Majówka zbliża się wielkimi krokami. Wielkimi, deszczowymi krokami... trzeba dodać. Po długim okresie suchego i dość chłodnego przedwiośnia z wielką radością powitałam ciepłe dni. Nie nacieszyłam się nimi jednak zbyt długo, gdyż od soboty w tej części Podkarpacia deszcz postanowił nadrobić braki z ostatniego kwartału.
No trudno, pogoda jest, jaka jest. Nie mam zbyt wielkiego wpływu na nią, więc skupiam się na tym, na co mogę mieć wpływ.
Poczułam wiosnę już jakiś czas temu. W menu zaczęły gościć nowalijki, smoothie, lekkie zupy krem.

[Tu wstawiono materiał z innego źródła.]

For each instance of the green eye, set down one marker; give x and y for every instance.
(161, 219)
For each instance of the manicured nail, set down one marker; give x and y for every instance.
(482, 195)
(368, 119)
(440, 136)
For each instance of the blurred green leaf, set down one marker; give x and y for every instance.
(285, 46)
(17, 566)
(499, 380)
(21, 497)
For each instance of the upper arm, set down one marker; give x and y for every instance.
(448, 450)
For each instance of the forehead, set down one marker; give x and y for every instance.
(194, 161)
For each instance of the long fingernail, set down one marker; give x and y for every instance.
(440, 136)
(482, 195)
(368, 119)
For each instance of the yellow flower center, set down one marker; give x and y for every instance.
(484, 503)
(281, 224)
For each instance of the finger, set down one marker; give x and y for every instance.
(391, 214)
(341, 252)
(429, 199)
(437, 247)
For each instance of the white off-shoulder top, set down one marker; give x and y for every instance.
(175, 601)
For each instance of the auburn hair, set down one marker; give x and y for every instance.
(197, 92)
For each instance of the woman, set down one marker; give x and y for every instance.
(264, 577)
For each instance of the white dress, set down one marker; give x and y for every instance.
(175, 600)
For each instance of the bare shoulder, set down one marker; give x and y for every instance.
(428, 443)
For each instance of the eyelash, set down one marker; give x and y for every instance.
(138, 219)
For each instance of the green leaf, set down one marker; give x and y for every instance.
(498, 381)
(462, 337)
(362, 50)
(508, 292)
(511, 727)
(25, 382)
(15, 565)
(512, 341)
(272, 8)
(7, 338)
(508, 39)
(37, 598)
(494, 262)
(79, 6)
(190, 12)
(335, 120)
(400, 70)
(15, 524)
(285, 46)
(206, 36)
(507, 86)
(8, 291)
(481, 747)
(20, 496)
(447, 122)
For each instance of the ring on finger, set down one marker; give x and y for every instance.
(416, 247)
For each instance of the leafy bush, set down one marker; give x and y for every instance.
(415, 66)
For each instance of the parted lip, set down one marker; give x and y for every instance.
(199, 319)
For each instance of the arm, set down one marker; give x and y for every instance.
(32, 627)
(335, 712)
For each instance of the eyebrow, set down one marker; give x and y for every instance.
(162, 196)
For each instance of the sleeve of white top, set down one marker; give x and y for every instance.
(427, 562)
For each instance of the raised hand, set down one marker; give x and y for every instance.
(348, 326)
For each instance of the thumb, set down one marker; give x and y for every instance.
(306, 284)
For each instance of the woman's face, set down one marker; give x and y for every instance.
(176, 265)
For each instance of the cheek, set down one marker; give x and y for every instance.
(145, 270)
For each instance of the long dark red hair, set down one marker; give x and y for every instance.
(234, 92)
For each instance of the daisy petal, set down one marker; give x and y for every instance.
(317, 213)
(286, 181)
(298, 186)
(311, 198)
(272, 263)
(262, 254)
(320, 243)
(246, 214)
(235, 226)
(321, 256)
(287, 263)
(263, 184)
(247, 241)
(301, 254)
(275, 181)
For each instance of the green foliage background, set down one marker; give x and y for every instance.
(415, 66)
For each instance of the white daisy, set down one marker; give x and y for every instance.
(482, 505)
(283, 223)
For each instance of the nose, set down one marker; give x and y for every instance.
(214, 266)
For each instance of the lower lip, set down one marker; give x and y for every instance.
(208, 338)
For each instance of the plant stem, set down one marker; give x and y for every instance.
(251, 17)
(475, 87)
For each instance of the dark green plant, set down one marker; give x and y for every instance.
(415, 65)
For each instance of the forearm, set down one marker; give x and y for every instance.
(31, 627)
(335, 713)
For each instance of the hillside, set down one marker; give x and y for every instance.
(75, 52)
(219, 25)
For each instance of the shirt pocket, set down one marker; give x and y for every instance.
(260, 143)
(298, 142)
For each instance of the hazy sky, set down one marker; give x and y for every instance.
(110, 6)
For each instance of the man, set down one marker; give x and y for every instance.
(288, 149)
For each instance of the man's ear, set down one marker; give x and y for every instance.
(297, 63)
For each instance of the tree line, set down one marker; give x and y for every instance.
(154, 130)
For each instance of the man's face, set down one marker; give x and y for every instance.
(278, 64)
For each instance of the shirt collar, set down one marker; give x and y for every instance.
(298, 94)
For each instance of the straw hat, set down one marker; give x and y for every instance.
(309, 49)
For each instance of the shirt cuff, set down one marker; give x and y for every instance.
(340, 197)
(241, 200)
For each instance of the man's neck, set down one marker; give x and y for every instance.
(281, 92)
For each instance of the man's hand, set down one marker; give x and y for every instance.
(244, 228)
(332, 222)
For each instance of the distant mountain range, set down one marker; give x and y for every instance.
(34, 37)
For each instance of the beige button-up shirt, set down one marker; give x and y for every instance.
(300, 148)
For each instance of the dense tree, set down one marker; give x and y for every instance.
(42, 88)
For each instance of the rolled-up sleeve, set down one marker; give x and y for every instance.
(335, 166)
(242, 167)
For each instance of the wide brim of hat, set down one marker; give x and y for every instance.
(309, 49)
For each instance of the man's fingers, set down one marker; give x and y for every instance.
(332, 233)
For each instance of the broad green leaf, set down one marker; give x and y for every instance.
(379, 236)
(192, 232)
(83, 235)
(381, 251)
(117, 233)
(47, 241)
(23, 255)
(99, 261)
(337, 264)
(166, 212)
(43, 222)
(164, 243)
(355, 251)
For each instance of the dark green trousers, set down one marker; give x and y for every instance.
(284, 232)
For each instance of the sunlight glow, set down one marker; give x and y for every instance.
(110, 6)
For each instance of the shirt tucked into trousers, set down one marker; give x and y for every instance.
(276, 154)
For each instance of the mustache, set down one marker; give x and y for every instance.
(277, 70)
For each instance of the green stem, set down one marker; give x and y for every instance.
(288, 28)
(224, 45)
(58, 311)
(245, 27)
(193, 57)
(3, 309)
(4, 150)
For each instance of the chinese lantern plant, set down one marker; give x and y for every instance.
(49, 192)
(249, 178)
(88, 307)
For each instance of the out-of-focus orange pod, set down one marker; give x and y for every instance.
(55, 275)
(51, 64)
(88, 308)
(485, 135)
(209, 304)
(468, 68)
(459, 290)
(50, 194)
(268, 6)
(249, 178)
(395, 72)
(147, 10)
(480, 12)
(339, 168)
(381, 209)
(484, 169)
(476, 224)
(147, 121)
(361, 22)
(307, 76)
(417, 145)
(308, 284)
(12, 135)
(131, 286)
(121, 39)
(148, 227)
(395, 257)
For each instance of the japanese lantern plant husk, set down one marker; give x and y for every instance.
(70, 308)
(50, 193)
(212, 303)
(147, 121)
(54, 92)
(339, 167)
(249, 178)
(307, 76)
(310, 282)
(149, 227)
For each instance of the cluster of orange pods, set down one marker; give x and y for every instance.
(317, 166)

Z przyjemnością przerzuciłam moje menu na wiosenne tory. Dziś podzielę się z Wami moim najświeższym odkryciem, zupą krem z pomidorów i truskawek.
Duet pomidor+truskawka idealnie ze sobą koreluje. Dodatki w postaci miodu, octu balsamicznego i bazylii podkręcają smak zupy i dodają mu głębi.
Przepis dołączam do durszlakowej akcji "Koncentrat pomidorowy Pudliszki do wielu dań"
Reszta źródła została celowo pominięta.